Chieko Playing With Flowers
Where there is no one on the sands of Kojukuri
Sitting on the sand Chieko plays alone.
Innumerable friends call to Chieko.
Chii, chii, chii, chii, chii –
Leaving tiny footprints in the sand,
plovers come near her.
Chieko who is always talking to herself
raises both hands to call them.
Chii, chii, chii –
Plovers beg for the shells in her hands.
Chieko scatters them here and there.
Rising up in a flock the plovers call Chieko.

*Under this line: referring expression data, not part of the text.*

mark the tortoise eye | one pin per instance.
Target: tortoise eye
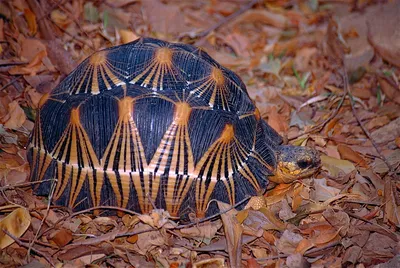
(304, 163)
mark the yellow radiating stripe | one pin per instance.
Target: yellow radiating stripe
(44, 162)
(96, 178)
(113, 78)
(95, 81)
(76, 184)
(145, 194)
(203, 202)
(124, 179)
(103, 76)
(174, 202)
(83, 79)
(112, 146)
(62, 179)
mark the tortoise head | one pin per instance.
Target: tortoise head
(295, 162)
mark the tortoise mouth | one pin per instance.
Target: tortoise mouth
(295, 162)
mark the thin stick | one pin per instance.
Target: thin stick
(10, 83)
(365, 130)
(27, 245)
(53, 186)
(212, 216)
(326, 121)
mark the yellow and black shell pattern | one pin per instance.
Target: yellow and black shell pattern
(151, 124)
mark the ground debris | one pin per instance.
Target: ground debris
(294, 58)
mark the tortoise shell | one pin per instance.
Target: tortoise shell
(151, 123)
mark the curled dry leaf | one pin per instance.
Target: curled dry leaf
(346, 153)
(379, 166)
(336, 167)
(384, 36)
(127, 36)
(288, 242)
(323, 192)
(392, 210)
(233, 233)
(16, 223)
(389, 89)
(204, 231)
(338, 219)
(147, 240)
(158, 218)
(213, 262)
(60, 237)
(31, 20)
(16, 116)
(387, 133)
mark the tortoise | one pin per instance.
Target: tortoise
(152, 123)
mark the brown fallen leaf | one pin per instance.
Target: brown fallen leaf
(385, 36)
(392, 210)
(203, 231)
(304, 245)
(213, 262)
(16, 116)
(127, 36)
(31, 19)
(352, 255)
(163, 18)
(32, 68)
(16, 223)
(389, 89)
(233, 233)
(346, 153)
(337, 167)
(288, 242)
(338, 219)
(60, 237)
(354, 29)
(323, 192)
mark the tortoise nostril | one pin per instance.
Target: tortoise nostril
(304, 163)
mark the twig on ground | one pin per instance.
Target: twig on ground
(212, 216)
(326, 121)
(53, 186)
(392, 234)
(365, 130)
(27, 245)
(10, 83)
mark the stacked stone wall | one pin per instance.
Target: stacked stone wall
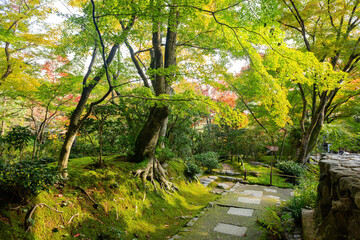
(338, 208)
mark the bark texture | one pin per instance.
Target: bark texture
(148, 137)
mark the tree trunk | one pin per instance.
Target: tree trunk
(148, 137)
(75, 120)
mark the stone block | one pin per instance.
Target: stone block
(230, 229)
(253, 193)
(223, 186)
(249, 200)
(270, 190)
(357, 199)
(241, 212)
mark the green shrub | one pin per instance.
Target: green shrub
(291, 168)
(210, 160)
(275, 222)
(305, 195)
(25, 179)
(191, 169)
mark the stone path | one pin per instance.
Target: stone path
(234, 215)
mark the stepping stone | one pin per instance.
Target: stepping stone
(230, 229)
(272, 197)
(249, 200)
(240, 211)
(253, 193)
(270, 190)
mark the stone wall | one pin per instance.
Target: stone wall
(339, 197)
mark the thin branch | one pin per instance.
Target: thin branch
(102, 45)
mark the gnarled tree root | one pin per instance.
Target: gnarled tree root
(155, 173)
(27, 220)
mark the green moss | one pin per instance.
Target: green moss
(122, 213)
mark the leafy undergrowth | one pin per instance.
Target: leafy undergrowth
(264, 178)
(119, 209)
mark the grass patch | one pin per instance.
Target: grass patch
(264, 178)
(121, 213)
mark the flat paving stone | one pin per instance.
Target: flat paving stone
(249, 200)
(270, 190)
(253, 193)
(240, 211)
(230, 229)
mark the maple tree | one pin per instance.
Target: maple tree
(329, 30)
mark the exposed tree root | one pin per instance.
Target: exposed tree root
(75, 215)
(27, 220)
(156, 174)
(96, 204)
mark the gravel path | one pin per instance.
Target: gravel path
(234, 215)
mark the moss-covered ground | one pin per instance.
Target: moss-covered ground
(125, 208)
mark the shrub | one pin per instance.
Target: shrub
(25, 179)
(291, 168)
(191, 169)
(275, 222)
(210, 160)
(305, 195)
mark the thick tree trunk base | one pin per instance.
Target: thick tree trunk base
(156, 174)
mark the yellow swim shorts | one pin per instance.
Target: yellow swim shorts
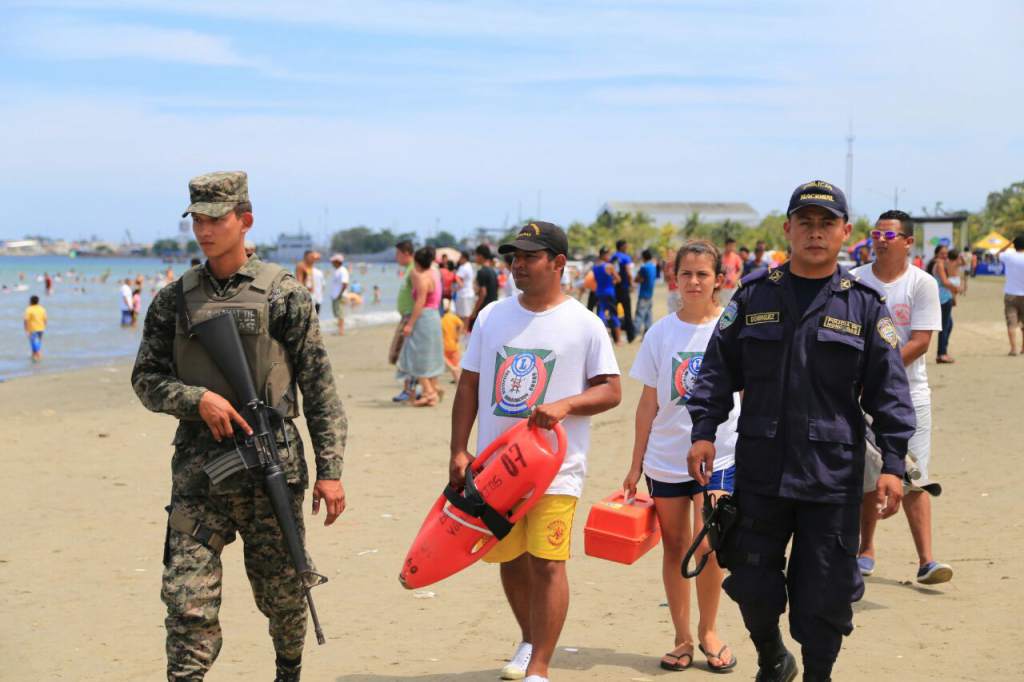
(544, 531)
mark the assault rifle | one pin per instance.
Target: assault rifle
(256, 454)
(719, 518)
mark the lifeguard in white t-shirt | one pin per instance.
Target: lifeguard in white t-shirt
(668, 364)
(912, 297)
(540, 355)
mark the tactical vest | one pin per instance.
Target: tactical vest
(268, 360)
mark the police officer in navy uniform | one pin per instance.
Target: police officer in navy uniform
(810, 346)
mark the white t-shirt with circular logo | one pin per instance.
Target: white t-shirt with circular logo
(670, 360)
(913, 304)
(526, 358)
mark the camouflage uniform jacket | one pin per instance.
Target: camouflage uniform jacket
(294, 324)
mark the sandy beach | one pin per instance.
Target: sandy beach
(86, 478)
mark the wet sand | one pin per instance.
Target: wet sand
(86, 477)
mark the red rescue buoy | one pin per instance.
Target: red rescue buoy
(464, 524)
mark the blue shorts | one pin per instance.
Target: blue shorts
(720, 480)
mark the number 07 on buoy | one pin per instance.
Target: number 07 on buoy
(502, 484)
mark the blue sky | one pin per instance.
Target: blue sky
(420, 113)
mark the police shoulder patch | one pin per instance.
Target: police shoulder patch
(888, 332)
(728, 315)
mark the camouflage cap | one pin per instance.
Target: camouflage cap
(217, 194)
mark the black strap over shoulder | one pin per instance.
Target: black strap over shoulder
(179, 301)
(472, 503)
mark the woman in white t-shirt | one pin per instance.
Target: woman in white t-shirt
(668, 364)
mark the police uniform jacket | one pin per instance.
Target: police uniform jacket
(805, 379)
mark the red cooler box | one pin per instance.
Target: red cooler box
(622, 530)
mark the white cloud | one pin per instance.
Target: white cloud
(67, 38)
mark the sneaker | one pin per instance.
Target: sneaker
(934, 572)
(515, 669)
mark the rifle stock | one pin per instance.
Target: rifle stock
(219, 336)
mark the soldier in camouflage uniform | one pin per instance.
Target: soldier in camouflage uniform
(205, 517)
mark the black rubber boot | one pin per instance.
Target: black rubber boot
(288, 671)
(775, 664)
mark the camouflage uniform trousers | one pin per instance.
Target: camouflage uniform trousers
(192, 581)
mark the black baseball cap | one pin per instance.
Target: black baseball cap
(539, 236)
(818, 193)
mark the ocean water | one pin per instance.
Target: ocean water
(84, 310)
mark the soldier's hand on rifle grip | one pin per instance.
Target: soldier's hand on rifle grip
(700, 461)
(218, 415)
(333, 493)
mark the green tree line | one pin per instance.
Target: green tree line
(1004, 212)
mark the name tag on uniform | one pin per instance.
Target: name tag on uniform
(762, 317)
(246, 318)
(844, 326)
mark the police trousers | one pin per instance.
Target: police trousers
(193, 572)
(821, 579)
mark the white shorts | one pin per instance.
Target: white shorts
(919, 457)
(464, 305)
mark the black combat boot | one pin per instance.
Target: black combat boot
(775, 664)
(288, 671)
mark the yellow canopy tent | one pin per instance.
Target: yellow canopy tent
(991, 242)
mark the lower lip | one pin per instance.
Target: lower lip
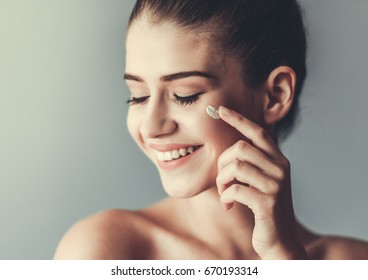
(173, 164)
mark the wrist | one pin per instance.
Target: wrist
(298, 252)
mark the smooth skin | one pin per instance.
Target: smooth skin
(232, 198)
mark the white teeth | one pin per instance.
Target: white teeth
(160, 156)
(174, 154)
(183, 152)
(167, 156)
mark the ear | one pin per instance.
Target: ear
(278, 94)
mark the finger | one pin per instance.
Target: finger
(245, 173)
(259, 137)
(252, 198)
(244, 151)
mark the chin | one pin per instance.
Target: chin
(184, 189)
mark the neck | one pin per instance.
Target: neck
(231, 230)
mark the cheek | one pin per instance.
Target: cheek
(216, 134)
(133, 125)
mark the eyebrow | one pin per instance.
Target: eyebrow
(173, 77)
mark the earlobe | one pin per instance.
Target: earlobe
(280, 87)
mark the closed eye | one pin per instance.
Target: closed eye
(187, 100)
(137, 100)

Chii, chii, chii, chii, chii –
Leaving off entirely the task of being human,
now having passed into the natural world
Chieko seems just a speck.
Some two hundred yards off in the windbreak, in the evening sun
bathed in pine pollen I stand, forgetting time.
*
Invaluable Chieko
Chieko sees what one cannot see,
hears what one cannot hear.
Chieko goes where one cannot go,
does what one cannot do.
Chieko does not see the living me,
yearns for the me behind me.
Chieko has cast off the weight of suffering,
has strayed out to the endless, desolate zone of beauty.
I persistently hear her call to me, but
Chieko no longer has a ticket to the human world.
Just as I prepare to post, I hear the cries of wild geese overhead, invisible in the thick fog.